BernoulliNB Accuracy: 0.78


### **Explanation of the Code:**

**Data Preprocessing:**

* The iris dataset is loaded using load_iris() from scikit-learn.

* Features (X) and target labels (y) are split, and the data is divided into training and testing sets using train_test_split().

* Standardization is applied to the features using StandardScaler before applying the Gaussian Naive Bayes because it performs better with scaled data (when features have different units/values).

**Model Training and Prediction:**

* GaussianNB is applied to scaled data, and the accuracy is measured using accuracy_score.

* MultinomialNB works well with count data, so no scaling is applied here.

* BernoulliNB requires binary data, so the features are transformed into binary values before training.

## Code Implementation: With make_pipeline

Now, we'll use make_pipeline to streamline the preprocessing and model fitting process in one step.

In [13]:
# Importing make_pipeline for preprocessing and modeling
from sklearn.pipeline import make_pipeline
# Gaussian Naive Bayes with pipeline
gnb_pipeline = make_pipeline(StandardScaler(), GaussianNB())

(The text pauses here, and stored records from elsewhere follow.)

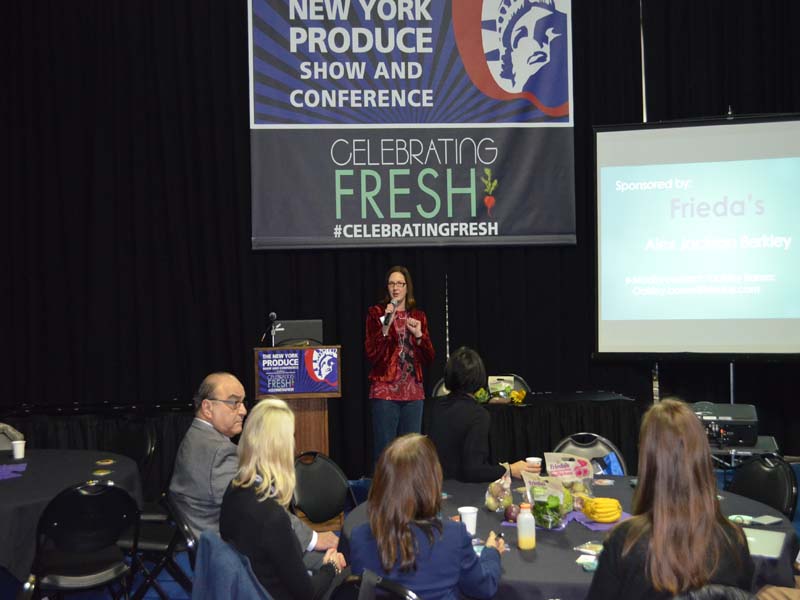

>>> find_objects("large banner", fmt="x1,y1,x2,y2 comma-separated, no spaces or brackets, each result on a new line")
249,0,575,248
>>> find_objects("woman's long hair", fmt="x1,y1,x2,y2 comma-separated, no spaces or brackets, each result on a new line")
381,265,417,310
368,433,442,573
232,398,295,507
623,399,744,595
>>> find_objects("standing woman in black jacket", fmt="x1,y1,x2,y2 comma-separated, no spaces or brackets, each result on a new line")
429,346,541,482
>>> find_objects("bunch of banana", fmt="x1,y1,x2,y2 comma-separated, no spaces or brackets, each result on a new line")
583,498,622,523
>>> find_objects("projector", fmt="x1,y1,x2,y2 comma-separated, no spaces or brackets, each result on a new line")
692,402,758,447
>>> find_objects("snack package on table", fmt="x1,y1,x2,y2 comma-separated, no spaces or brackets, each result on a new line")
544,452,593,510
484,463,513,512
522,471,572,529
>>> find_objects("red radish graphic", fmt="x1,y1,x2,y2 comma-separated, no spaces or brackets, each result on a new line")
481,169,497,217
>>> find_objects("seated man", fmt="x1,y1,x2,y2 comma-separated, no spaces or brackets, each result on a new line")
169,373,339,567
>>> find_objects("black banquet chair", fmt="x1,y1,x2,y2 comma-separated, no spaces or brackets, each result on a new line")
293,452,356,523
26,482,139,598
727,454,797,521
553,432,628,475
330,570,419,600
119,494,198,600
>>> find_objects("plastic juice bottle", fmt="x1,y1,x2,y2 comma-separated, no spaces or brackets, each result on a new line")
517,503,536,550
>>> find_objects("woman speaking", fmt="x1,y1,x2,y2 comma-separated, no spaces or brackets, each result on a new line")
364,266,434,461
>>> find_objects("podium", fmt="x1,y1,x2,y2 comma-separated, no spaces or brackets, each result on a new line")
253,346,342,454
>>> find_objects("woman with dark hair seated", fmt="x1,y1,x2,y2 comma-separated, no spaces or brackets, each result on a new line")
343,433,505,600
588,400,754,600
428,346,541,482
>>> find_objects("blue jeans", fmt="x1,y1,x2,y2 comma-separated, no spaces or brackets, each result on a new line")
371,398,423,463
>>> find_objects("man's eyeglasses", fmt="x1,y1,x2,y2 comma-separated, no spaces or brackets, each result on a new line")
206,398,244,410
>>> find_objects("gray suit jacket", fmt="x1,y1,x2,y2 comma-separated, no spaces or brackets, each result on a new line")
169,419,313,550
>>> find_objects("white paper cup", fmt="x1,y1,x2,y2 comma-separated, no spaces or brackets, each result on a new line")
11,440,25,460
458,506,478,535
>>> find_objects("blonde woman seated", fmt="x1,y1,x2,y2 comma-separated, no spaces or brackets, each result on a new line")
588,400,754,600
219,398,345,600
342,433,505,600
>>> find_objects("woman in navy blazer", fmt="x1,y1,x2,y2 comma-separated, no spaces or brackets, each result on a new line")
346,433,505,600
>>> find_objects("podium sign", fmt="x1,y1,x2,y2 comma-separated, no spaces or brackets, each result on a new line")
255,346,342,398
253,346,342,454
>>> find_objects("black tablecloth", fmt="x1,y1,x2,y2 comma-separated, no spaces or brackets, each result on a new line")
342,478,796,600
423,392,647,474
0,449,142,581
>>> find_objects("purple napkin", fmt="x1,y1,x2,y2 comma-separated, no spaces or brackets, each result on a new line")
0,463,28,480
570,511,631,531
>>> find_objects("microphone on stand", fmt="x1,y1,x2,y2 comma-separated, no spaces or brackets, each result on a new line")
259,312,278,345
383,298,400,327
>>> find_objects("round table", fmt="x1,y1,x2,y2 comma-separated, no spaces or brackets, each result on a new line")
0,449,142,581
342,477,795,600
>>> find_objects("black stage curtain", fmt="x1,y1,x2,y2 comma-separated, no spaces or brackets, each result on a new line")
6,0,800,476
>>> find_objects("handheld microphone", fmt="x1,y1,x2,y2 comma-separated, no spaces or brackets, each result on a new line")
382,298,400,327
259,312,278,343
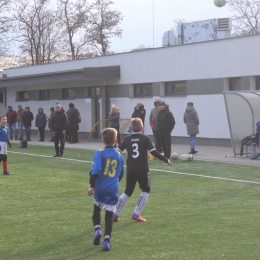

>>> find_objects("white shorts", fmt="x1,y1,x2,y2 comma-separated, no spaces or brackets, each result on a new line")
94,199,116,212
0,142,7,155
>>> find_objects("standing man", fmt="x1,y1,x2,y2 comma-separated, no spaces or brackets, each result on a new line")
5,106,17,140
67,103,80,144
156,101,175,159
149,99,162,153
51,104,68,157
183,102,200,154
17,105,24,140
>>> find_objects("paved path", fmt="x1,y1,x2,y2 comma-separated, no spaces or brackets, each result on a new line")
11,136,260,166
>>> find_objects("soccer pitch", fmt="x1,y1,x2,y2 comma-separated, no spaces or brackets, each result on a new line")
0,145,260,260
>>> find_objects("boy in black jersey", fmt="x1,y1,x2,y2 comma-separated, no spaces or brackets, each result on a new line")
113,118,172,222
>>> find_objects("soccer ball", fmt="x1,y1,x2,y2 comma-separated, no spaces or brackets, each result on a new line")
170,153,179,161
214,0,227,7
179,154,188,162
187,154,193,161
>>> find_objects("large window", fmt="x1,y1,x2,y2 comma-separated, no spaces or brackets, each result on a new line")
164,81,187,96
229,78,241,90
62,88,76,99
134,83,153,97
39,90,50,100
18,91,29,101
88,87,101,97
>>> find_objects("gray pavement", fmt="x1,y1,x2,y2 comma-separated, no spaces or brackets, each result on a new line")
11,136,260,166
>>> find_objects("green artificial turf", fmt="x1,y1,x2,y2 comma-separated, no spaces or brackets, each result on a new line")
0,145,260,260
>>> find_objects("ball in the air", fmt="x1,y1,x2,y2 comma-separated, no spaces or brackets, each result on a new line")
179,154,188,162
170,153,178,161
214,0,227,7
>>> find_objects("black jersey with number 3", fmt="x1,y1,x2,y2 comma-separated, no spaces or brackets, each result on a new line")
118,133,155,172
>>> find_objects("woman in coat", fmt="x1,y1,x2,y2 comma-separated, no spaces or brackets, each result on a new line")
183,102,199,154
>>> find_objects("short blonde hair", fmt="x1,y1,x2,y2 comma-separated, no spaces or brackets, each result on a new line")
102,127,117,146
131,117,144,132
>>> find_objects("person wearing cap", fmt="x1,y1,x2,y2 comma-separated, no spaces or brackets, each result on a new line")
51,104,68,157
5,106,17,140
132,103,146,128
156,101,175,159
23,107,33,141
183,102,200,154
149,99,162,153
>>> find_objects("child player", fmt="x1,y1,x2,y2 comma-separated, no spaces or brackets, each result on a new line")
88,128,124,251
113,118,172,222
0,116,11,175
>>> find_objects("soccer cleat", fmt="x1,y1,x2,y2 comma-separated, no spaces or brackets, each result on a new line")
112,213,120,222
131,213,146,222
93,229,102,246
102,239,111,251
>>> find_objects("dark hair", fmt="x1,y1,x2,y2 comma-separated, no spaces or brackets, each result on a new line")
131,117,144,132
102,128,117,146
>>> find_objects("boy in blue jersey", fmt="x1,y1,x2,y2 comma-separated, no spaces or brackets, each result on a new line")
88,128,124,251
0,116,11,175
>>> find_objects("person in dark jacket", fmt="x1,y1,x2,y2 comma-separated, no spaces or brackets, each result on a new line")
5,106,17,140
67,103,80,144
35,108,47,142
183,102,200,154
51,104,68,157
23,107,33,141
156,101,175,159
132,103,146,125
108,105,121,147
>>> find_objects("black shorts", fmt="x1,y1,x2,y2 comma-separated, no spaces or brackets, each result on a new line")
125,171,151,197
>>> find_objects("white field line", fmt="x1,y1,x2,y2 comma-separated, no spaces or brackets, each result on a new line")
8,151,260,185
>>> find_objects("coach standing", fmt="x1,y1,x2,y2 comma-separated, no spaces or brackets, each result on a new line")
51,104,68,157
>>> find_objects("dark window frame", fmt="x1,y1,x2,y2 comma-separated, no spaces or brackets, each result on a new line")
164,80,187,96
134,83,153,97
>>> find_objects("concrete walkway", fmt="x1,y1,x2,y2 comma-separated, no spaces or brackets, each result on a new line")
11,136,260,166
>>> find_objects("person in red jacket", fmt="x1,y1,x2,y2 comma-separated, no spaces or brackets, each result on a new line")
5,106,17,140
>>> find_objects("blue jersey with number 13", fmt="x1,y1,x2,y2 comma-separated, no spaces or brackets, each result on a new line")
91,147,124,205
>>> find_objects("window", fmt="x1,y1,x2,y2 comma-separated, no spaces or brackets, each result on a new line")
229,78,241,90
165,81,187,96
134,83,153,97
89,87,101,97
255,76,260,90
62,88,76,99
18,91,29,101
39,90,50,100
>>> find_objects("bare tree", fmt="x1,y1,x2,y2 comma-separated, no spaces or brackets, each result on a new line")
12,0,62,65
228,0,260,36
88,0,123,55
0,0,10,61
58,0,92,60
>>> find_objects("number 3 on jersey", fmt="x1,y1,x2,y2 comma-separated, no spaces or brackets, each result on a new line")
104,158,117,177
132,143,139,158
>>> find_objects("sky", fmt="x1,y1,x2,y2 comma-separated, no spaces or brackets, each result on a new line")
100,0,232,52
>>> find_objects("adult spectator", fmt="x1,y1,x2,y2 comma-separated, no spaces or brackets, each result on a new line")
35,108,47,142
183,102,200,154
156,101,175,159
48,107,54,142
51,104,68,157
5,106,17,140
67,103,80,144
132,103,146,125
149,99,162,153
108,105,121,147
23,107,33,141
17,105,24,140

gnb_pipeline.fit(X_train, y_train)
y_pred_gnb_pipeline = gnb_pipeline.predict(X_test)
print(f"GaussianNB with Pipeline Accuracy: {accuracy_score(y_test, y_pred_gnb_pipeline)}")


GaussianNB with Pipeline Accuracy: 0.9777777777777777


In [None]:
# Multinomial Naive Bayes with pipeline
mnb_pipeline = make_pipeline(MultinomialNB())
mnb_pipeline.fit(X_train, y_train)
y_pred_mnb_pipeline = mnb_pipeline.predict(X_test)
print(f"MultinomialNB with Pipeline Accuracy: {accuracy_score(y_test, y_pred_mnb_pipeline)}")

MultinomialNB with Pipeline Accuracy: 0.9555555555555556


In [None]:
# Bernoulli Naive Bayes with pipeline
bnb_pipeline = make_pipeline(BernoulliNB())
# Compute median of each column (feature)
thresholds = np.median(X_train, axis=0)
# Binarize based on the median threshold
X_train_bin_pipeline = (X_train > thresholds).astype(int)
X_test_bin_pipeline = (X_test > thresholds).astype(int)
bnb_pipeline.fit(X_train_bin_pipeline, y_train)
y_pred_bnb_pipeline = bnb_pipeline.predict(X_test_bin_pipeline)
print(f"BernoulliNB with Pipeline Accuracy: {accuracy_score(y_test, y_pred_bnb_pipeline)}")

BernoulliNB with Pipeline Accuracy: 0.7777777777777778


### **Explanation of make_pipeline:**

**make_pipeline():** This utility helps to chain together steps such as preprocessing and model fitting, making the code more concise and easier to manage.

* **Gaussian Naive Bayes** is now trained within a pipeline that includes feature scaling.

* **Multinomial Naive Bayes and Bernoulli Naive Bayes** are trained in pipelines, where the transformations are handled within the same process.

By using **make_pipeline**, we remove the need for explicit preprocessing steps and ensure that the preprocessing is applied consistently during both training and prediction phases.